In the mid-eighties, following graduation from the CIA, the Pences’ moved to Seattle, a city they credit for launching their culinary careers. Experiences combined, they have worked in every size and style of restaurant imaginable.
It was during this period, while Caprial was Chef de Cuisine at Fullers in Seattle and only six short years from her graduation at the CIA, that Time magazine heralded Caprial as "the latest star in town, she turns out dishes that are as delicious as they are pretty." She was next honored by earning the James Beard Award for Best Chef, Pacific Northwest 1990, the first year this distinguished award was given.
Ten years ago, Caprial teamed up with the Learning Channel to do a cooking show, Caprial’s Café. Several years later the popular series moved to Public Television. In 2000, Caprial and John began to do the series together, Caprial and John’s Kitchen: Cooking for Family and Friends.

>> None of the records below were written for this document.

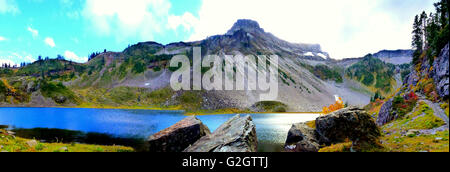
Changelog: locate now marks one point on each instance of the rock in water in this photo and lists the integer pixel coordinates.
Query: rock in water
(236, 135)
(179, 136)
(349, 123)
(301, 138)
(385, 116)
(31, 143)
(441, 73)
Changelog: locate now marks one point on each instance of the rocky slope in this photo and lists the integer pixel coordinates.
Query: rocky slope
(396, 57)
(139, 76)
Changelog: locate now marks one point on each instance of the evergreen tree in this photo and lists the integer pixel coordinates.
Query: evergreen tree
(417, 42)
(424, 23)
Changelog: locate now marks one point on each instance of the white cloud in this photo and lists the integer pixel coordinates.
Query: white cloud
(142, 19)
(7, 61)
(50, 42)
(72, 56)
(15, 58)
(123, 19)
(33, 32)
(8, 6)
(345, 28)
(187, 20)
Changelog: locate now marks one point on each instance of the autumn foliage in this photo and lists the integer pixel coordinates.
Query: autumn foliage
(339, 104)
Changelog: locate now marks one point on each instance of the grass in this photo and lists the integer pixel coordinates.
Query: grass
(311, 124)
(16, 144)
(429, 143)
(374, 108)
(445, 107)
(58, 92)
(422, 118)
(347, 147)
(271, 106)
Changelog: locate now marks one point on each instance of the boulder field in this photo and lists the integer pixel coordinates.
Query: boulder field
(353, 124)
(190, 135)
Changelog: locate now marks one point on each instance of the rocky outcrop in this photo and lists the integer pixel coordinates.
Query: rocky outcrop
(178, 137)
(385, 115)
(349, 123)
(236, 135)
(396, 57)
(302, 138)
(440, 73)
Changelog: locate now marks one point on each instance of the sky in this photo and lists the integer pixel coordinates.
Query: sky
(76, 28)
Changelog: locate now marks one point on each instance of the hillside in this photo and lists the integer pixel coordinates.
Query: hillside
(416, 117)
(139, 77)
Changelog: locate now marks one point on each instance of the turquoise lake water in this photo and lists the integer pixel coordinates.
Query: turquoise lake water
(130, 127)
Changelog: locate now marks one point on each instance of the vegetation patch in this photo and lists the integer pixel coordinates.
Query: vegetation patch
(404, 105)
(190, 100)
(373, 72)
(271, 106)
(445, 107)
(58, 92)
(429, 143)
(422, 118)
(324, 72)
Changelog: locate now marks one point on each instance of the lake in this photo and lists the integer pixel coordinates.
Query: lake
(130, 127)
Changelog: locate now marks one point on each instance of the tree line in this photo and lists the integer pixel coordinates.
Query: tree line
(430, 32)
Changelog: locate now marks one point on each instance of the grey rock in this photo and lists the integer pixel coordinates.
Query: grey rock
(301, 138)
(440, 73)
(385, 115)
(396, 57)
(178, 137)
(349, 123)
(31, 143)
(236, 135)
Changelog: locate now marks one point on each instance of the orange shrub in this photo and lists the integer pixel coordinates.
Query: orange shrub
(339, 104)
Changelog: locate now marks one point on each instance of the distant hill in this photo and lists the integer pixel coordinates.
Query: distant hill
(396, 57)
(139, 76)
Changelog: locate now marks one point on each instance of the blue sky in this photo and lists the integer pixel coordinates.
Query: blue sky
(76, 28)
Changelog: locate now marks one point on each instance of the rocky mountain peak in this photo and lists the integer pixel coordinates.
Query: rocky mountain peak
(246, 25)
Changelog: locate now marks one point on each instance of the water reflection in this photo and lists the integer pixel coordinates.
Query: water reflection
(130, 127)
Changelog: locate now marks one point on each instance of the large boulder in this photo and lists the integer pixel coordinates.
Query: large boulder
(178, 137)
(302, 138)
(349, 123)
(440, 73)
(236, 135)
(385, 115)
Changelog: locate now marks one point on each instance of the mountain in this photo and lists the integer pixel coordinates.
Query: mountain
(139, 77)
(396, 57)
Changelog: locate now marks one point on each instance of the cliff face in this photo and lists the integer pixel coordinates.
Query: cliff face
(396, 57)
(440, 73)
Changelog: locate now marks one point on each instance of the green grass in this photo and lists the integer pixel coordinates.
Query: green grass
(422, 118)
(324, 72)
(445, 107)
(58, 92)
(271, 106)
(399, 143)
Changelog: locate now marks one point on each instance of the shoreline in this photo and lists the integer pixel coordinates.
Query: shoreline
(186, 113)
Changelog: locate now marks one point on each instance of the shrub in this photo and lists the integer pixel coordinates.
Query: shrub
(339, 104)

Since September 2003, the Pence’s have co-produced the series with Oregon Public Broadcasting (OPB), Caprial and John’s Kitchen: Cooking for Family and Friends. This series, in its’ third session, airs nationally on public television stations. Caprial alone has authored eight cookbooks, including one co-authored with John that is the companion book to the current television series entitled Caprial and John’s Kitchen; Recipes for Cooking Together. They say, “We wrote this book to share our philosophy of celebrating the table and spending time together creating in the kitchen”.
Certainly, Caprial and John Pence are the Northwest’s best-known and admired “cooking together” couple. Together they have inspired one another in achieving culinary excellence and have a gift for sharing this extraordinary genius with others.
Caprial and John have two children and live in Portland.